Re: Expansion of our checks for connection-loss errors - Mailing list pgsql-hackers

From Kyotaro Horiguchi
Subject Re: Expansion of our checks for connection-loss errors
Date
Msg-id 20201009.100538.833421946389396462.horikyota.ntt@gmail.com
Whole thread Raw
In response to Expansion of our checks for connection-loss errors  (Tom Lane <tgl@sss.pgh.pa.us>)
Responses Re: Expansion of our checks for connection-loss errors
List pgsql-hackers
At Thu, 08 Oct 2020 15:15:54 -0400, Tom Lane <tgl@sss.pgh.pa.us> wrote in 
> Over in the thread at [1], we've tentatively determined that the
> reason buildfarm member lorikeet is currently failing is that its
> network stack returns ECONNABORTED for (some?) connection failures,
> whereas our code is only expecting ECONNRESET.  Fujii Masao therefore
> proposes that we treat ECONNABORTED the same as ECONNRESET.  I think
> this is a good idea, but after a bit of research I feel it does not
> go far enough.  I find these POSIX-standard errnos that also seem
> likely candidates to be returned for a hard loss of connection:
> 
>     ECONNABORTED
>     EHOSTUNREACH
>     ENETDOWN
>     ENETUNREACH
> 
> All of these have been in POSIX since SUSv2, so it seems unlikely
> that we need to #ifdef any of them.  (It is in any case pretty silly
> that we have #ifdefs around a very small minority of our references
> to ECONNRESET :-(.)
> 
> There are some other related errnos, such as ECONNREFUSED, that
> don't seem like they'd be returned for a failure of a pre-existing
> connection, so we don't need to include them in such tests.
> 
> Accordingly, I propose the attached patch (an expansion of
> Fujii-san's) that causes us to test for all five errnos anyplace
> we had been checking for ECONNRESET.  I felt that this was getting to
> the point where we'd better centralize the knowledge of what to check,
> so the patch does that, via an inline function and an admittedly hacky
> macro.  I also upgraded some places such as strerror.c to have full
> support for these symbols.
> 
> All of the machines I have (even as far back as HPUX 10.20) also
> define ENETRESET and EHOSTDOWN.  However, those symbols do not appear
> in SUSv2.  ENETRESET was added at some later point, but EHOSTDOWN is
> still not in POSIX.  For the moment I've left these second-tier
> symbols out of the patch, but there's a case for adding them.  I'm
> not sure whether there'd be any point in trying to #ifdef them.
> 
> BTW, I took out the conditional defines of some of these errnos in
> libpq's win32.h; AFAICS that's been dead code ever since we added
> #define's for them to win32_port.h.  Am I missing something?
> 
> This seems like a bug fix to me, so I'm inclined to back-patch.
> 
>             regards, tom lane
> 
> [1] https://www.postgresql.org/message-id/flat/E1kPc9v-0005L4-2l%40gemulon.postgresql.org

+1 for the direction.

In terms of connection errors, connect(2) and bind(2) can return
EADDRNOTAVAIL. bind(2) and listen(2) can return EADDRINUSE. FWIW I
recetnly saw pgbench getting EADDRNOTAVAIL. (They have mapping from
respective WSA errors in TranslateSocketError())
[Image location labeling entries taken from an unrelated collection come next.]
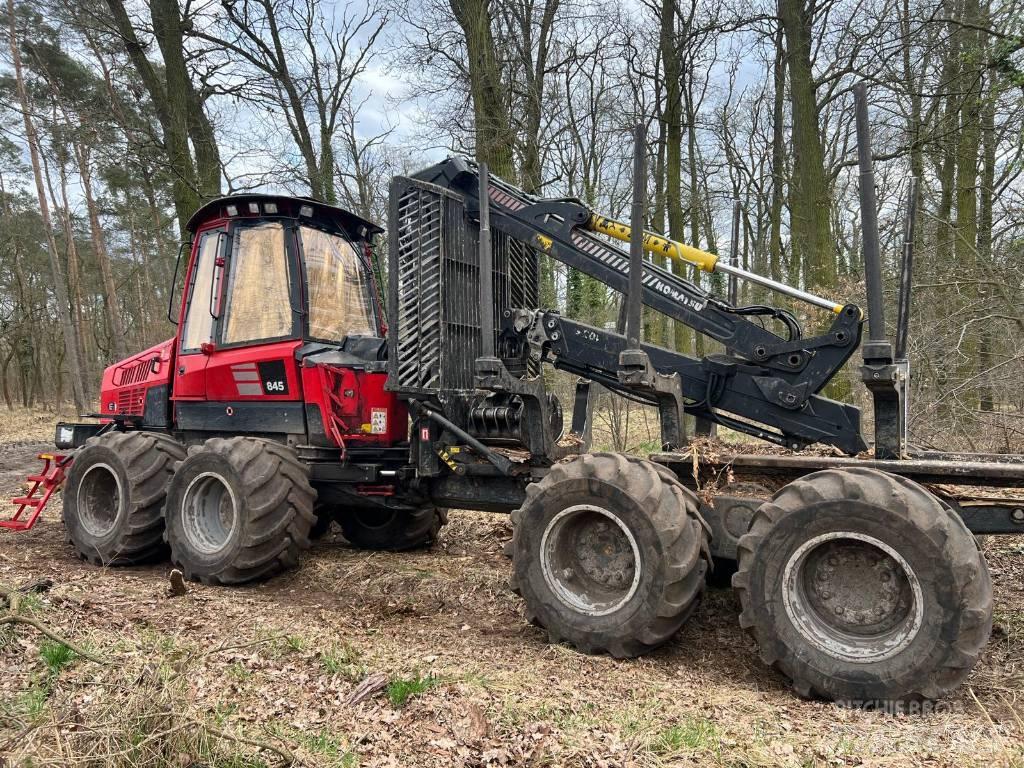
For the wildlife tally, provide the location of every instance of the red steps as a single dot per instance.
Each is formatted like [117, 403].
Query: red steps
[31, 505]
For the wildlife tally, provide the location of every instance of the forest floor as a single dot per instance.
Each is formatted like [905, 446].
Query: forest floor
[255, 676]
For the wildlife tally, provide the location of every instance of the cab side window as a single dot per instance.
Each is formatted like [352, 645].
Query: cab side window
[258, 305]
[198, 328]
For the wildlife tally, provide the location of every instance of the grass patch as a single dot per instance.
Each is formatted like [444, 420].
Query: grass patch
[692, 734]
[239, 671]
[56, 656]
[30, 704]
[401, 689]
[331, 751]
[326, 745]
[342, 658]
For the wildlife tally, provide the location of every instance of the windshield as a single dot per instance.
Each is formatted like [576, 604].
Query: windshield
[340, 292]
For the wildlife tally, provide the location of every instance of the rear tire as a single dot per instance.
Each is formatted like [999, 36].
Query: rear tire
[239, 509]
[390, 528]
[114, 496]
[609, 553]
[863, 588]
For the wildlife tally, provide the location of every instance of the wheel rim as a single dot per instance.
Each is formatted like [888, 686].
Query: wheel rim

I'm not sure how we should treat EMFILE/ENFILE/ENOBUFS/ENOMEM from
accept(2). (select(2) can return ENOMEM.)

I'd make errno_is_connection_loss use ALL_CONNECTION_LOSS_ERRNOS to
avoid duplication definition of the errno list.

-    if (ret < 0 && WSAGetLastError() == WSAECONNRESET)
+    if (ret < 0 && errno_is_connection_loss(WSAGetLastError()))

Don't we need to use TranslateSocketError() before?

+        /* We might get ECONNRESET etc here if using TCP and backend died */
+        if (errno_is_connection_loss(SOCK_ERRNO))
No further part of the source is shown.